This is the repository for our AI-FinalHomework. It includes our every version of codes for Deep Q-Learning Network (DQN).
It includes Prioritized Experience Replay, Dueling DQN, Double DQN, Dueling-Double DQN and Human act.
You can run the below command to prepare for the environment:
python3 -m venv AI-Final
source AI-Final/bin/activate
python3 -m pip install -r requirements.txt
Remeber that every time you want to run the python code, you need to activate the virtual environment.
source AI-Final/bin/activate
You can change directory to the relative subfoloder, and run it.
cd Dueling-Double
python3 main.py
Note that you can change the hyperparameters to train you own agent:
python main.py -h
usage: main.py [-h] [--gamma [GAMMA]] [--seed [SEED]] [--memory_size [MEMORY_SIZE]] [--stack_size [STACK_SIZE]] [--eps_start [EPS_START]] [--eps_end [EPS_END]]
[--eps_decay [EPS_DECAY]] [--render [RENDER]] [--batch_size [BATCH_SIZE]] [--policy_update [POLICY_UPDATE]] [--target_update [TARGET_UPDATE]]
[--warm_steps [WARM_STEPS]] [--max_steps [MAX_STEPS]] [--evaluate_freq [EVALUATE_FREQ]] [--save_folder [SAVE_FOLDER]] [--load_folder [LOAD_FOLDER]]
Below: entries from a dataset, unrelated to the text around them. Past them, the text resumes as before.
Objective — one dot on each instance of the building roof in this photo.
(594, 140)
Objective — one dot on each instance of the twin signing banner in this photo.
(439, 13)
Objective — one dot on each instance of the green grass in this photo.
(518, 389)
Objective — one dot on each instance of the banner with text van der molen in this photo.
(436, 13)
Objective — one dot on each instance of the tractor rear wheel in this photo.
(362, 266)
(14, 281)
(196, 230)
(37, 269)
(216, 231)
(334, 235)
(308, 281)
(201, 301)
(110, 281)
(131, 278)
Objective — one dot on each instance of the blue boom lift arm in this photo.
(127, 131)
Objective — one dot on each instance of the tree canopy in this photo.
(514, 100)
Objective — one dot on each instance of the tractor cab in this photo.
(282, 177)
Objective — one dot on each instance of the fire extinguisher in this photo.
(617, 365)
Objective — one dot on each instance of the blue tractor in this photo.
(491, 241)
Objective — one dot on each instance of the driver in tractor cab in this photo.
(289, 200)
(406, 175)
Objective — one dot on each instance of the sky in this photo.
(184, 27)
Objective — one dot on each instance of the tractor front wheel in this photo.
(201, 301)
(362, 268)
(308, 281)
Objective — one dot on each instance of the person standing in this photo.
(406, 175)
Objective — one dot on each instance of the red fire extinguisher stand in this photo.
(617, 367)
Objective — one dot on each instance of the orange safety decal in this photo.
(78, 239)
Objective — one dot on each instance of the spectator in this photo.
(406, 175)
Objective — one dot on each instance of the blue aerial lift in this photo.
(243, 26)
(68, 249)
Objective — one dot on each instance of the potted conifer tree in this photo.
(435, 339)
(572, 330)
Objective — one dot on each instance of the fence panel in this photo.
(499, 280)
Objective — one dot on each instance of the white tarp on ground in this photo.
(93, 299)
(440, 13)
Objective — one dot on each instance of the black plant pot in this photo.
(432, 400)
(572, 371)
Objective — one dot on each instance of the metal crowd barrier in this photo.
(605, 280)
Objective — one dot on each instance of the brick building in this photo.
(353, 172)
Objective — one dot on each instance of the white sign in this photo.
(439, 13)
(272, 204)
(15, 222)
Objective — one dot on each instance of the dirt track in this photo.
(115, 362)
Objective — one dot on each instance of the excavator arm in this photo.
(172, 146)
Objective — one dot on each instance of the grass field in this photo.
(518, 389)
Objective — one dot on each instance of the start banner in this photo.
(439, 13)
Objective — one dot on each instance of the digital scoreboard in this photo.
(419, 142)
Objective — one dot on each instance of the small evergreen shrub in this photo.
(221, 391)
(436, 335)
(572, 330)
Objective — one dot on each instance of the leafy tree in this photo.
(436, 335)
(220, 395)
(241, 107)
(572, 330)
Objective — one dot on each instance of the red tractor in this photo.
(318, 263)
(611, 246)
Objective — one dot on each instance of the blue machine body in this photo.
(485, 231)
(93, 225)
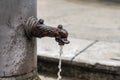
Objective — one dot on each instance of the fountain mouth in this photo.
(37, 28)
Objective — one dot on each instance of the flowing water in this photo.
(59, 66)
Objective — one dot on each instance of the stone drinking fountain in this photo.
(18, 33)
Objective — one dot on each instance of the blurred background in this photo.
(86, 19)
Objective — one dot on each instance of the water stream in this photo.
(59, 66)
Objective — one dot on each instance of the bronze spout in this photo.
(39, 29)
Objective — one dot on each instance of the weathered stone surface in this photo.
(104, 53)
(50, 49)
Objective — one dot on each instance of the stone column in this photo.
(18, 59)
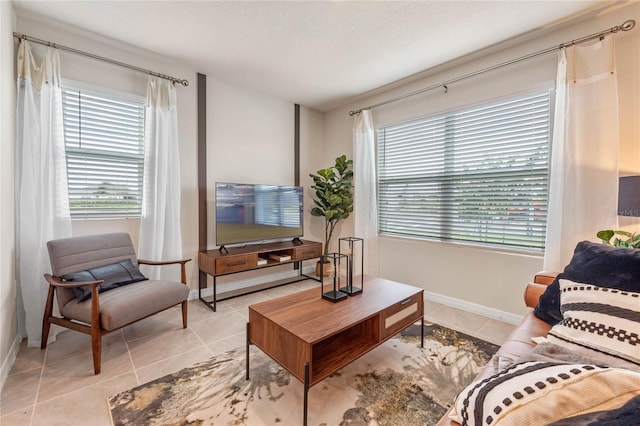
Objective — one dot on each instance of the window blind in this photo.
(104, 141)
(477, 175)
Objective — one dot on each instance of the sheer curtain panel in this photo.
(584, 155)
(364, 179)
(42, 202)
(160, 236)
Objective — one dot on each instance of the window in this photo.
(477, 175)
(104, 142)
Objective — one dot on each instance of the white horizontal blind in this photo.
(478, 175)
(104, 140)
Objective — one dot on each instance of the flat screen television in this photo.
(249, 213)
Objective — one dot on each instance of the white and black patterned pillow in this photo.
(534, 392)
(598, 319)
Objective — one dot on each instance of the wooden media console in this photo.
(251, 257)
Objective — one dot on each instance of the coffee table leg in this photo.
(306, 394)
(248, 343)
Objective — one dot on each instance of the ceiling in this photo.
(319, 54)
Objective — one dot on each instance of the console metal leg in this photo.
(306, 394)
(248, 343)
(215, 296)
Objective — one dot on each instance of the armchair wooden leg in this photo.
(184, 314)
(48, 311)
(96, 348)
(96, 333)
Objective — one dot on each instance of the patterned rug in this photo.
(395, 384)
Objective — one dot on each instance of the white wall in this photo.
(8, 315)
(472, 277)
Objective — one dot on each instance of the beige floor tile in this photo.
(68, 343)
(21, 417)
(171, 365)
(457, 319)
(27, 358)
(86, 406)
(242, 303)
(227, 344)
(152, 349)
(495, 331)
(430, 306)
(20, 391)
(220, 326)
(70, 394)
(198, 311)
(70, 374)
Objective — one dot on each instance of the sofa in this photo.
(588, 374)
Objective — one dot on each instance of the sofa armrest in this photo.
(545, 277)
(535, 289)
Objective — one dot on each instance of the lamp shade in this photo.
(629, 196)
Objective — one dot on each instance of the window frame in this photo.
(120, 159)
(547, 89)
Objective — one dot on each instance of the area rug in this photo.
(395, 384)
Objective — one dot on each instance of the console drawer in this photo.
(399, 316)
(236, 263)
(308, 252)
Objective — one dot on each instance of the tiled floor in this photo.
(57, 386)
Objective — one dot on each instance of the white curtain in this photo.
(160, 236)
(583, 188)
(42, 201)
(364, 181)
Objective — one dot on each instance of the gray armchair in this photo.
(110, 263)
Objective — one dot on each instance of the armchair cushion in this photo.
(592, 263)
(114, 275)
(129, 303)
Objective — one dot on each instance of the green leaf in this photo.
(605, 235)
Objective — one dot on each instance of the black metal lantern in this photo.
(336, 263)
(353, 248)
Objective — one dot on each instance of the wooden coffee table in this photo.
(313, 338)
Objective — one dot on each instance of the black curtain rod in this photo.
(626, 26)
(100, 58)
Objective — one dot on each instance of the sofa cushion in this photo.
(592, 263)
(130, 303)
(114, 275)
(543, 392)
(598, 320)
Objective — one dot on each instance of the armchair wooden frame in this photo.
(94, 329)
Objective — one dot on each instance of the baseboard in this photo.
(474, 308)
(7, 363)
(253, 282)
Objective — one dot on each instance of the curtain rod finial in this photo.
(628, 25)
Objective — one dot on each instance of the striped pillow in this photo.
(535, 392)
(598, 320)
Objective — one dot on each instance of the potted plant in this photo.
(632, 240)
(333, 196)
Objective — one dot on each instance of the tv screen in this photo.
(246, 212)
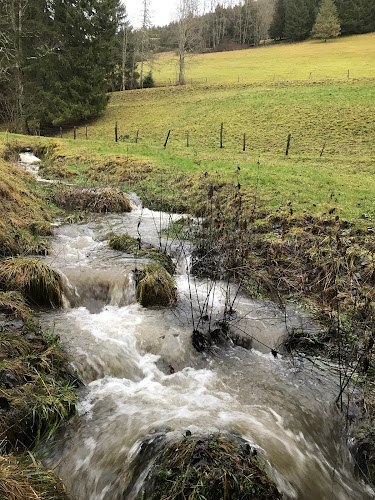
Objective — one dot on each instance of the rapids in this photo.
(144, 381)
(143, 376)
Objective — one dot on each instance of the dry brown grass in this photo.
(156, 287)
(37, 281)
(23, 478)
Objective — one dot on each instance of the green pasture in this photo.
(294, 61)
(331, 161)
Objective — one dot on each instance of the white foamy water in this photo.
(143, 375)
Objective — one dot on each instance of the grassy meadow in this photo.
(335, 115)
(330, 60)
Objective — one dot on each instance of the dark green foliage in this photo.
(327, 24)
(298, 22)
(356, 16)
(278, 23)
(211, 469)
(148, 81)
(56, 72)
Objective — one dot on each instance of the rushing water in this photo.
(143, 376)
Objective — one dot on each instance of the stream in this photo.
(145, 382)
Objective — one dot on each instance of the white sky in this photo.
(161, 11)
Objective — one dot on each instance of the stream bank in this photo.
(162, 365)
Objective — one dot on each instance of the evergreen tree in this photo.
(356, 16)
(297, 19)
(278, 23)
(327, 24)
(60, 54)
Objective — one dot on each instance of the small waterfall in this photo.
(145, 383)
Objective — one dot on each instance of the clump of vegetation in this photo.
(37, 388)
(124, 243)
(23, 478)
(128, 244)
(99, 201)
(24, 216)
(210, 468)
(156, 287)
(37, 281)
(12, 303)
(53, 171)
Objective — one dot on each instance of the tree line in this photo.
(60, 58)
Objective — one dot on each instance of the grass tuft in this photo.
(37, 281)
(211, 469)
(99, 201)
(156, 287)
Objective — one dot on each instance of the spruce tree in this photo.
(278, 22)
(327, 24)
(297, 19)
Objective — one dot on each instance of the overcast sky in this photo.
(161, 11)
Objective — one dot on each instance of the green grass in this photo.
(295, 61)
(338, 113)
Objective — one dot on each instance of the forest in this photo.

[--cuda_device [CUDA_DEVICE]] [--rew_path [REW_PATH]]
optional arguments:
-h, --help show this help message and exit
--gamma [GAMMA] decay rate
--seed [SEED] the seed to init weight
--memory_size [MEMORY_SIZE]
store the memory
--stack_size [STACK_SIZE]
store the relative frame's num
--eps_start [EPS_START]
start of the eps
--eps_end [EPS_END] end of the eps
--eps_decay [EPS_DECAY]
decay rate to run
--render [RENDER] render the training
--batch_size [BATCH_SIZE]
every train batch's size
--policy_update [POLICY_UPDATE]
the freq to update the policy DQN
--target_update [TARGET_UPDATE]
the freq to update the target DQN
--warm_steps [WARM_STEPS]
warm the agent and not to train
--max_steps [MAX_STEPS]
the all steps
--evaluate_freq [EVALUATE_FREQ]
the freq to evaluate and store the model
--save_folder [SAVE_FOLDER]
where to store the evaluate model
--load_folder [LOAD_FOLDER]
where to load the pre-trained model
--cuda_device [CUDA_DEVICE]
use which GPU
--rew_path [REW_PATH]
the path of rewards.txt